How to implement a garbage collector

garbage-collection

Could anyone point me to a good source on how to implement garbage collection? I am making a lisp-like interpreted language. It currently uses reference counting, but of course that fails at freeing circularly dependent objects.

I've been reading of mark and sweep, tricolor marking, moving and nonmoving, incremental and stop-the-world, but… I don't know what the best way to keep the objects neatly separated into sets while keeping per-object memory overhead at a minimum, or how to do things incrementally.

I've read some languages with reference counting use circular reference detection, which I could use. I am aware I could use freely available collectors like Boehm, but I would like to learn how to do it myself.

I would appreciate any online material with some sort of tutorial or help for people with no experience on the topic like myself.

Best Answer

Could anyone point me to a good source on how to implement garbage collection?

There's a lot of advanced material about garbage collection out there. The Garbage Collection Handbook is great. But I found there was precious little basic introductory information so I wrote some articles about it. Prototyping a mark-sweep garbage collector describes a minimal mark-sweep GC written in F#. The Very Concurrent Garbage Collector describes a more advanced concurrent collector.

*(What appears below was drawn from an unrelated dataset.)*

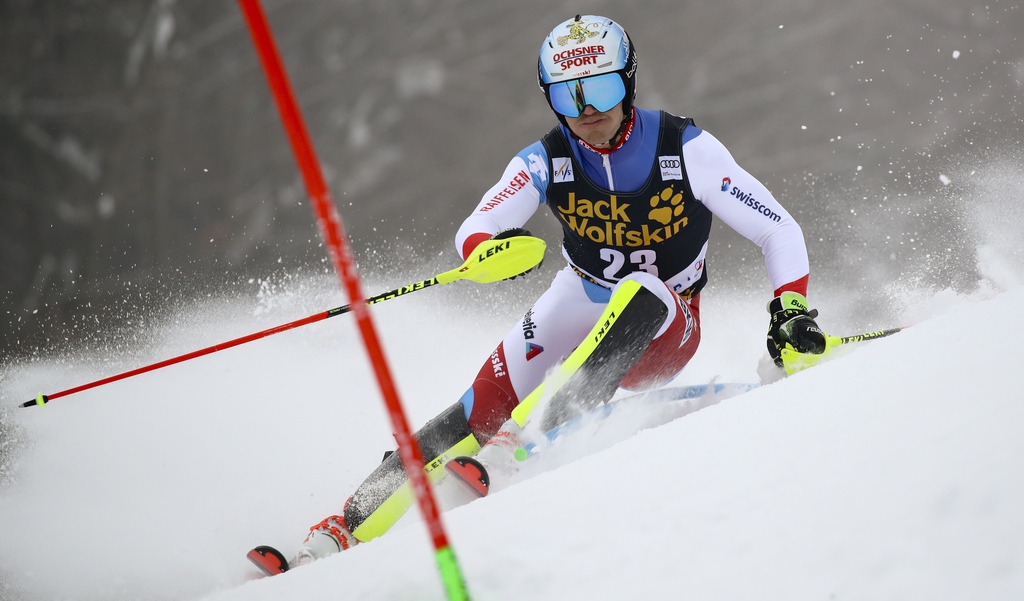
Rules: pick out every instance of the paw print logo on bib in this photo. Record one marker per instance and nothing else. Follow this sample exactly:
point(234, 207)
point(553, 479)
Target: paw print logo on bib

HLVM is a virtual machine I wrote that includes a stop-the-world collector that handles threading.

The simplest way to implement a garbage collector is:

  1. Make sure you can collate the global roots. These are the local and global variables that contain references into the heap. For local variables, push them on to a shadow stack for the duration of their scope.

  2. Make sure you can traverse the heap, e.g. every value in the heap is an object that implements a Visit method that returns all of the references from that object.

  3. Keep the set of all allocated values.

  4. Allocate by calling malloc and inserting the pointer into the set of all allocated values.

  5. When the total size of all allocated values exceeds a quota, kick off the mark and then sweep phases. This recursively traverses the heap accumulating the set of all reachable values.

  6. The set difference of the allocated values minus the reachable values is the set of unreachable values. Iterate over them calling free and removing them from the set of allocated values.

  7. Set the quota to twice the total size of all allocated values.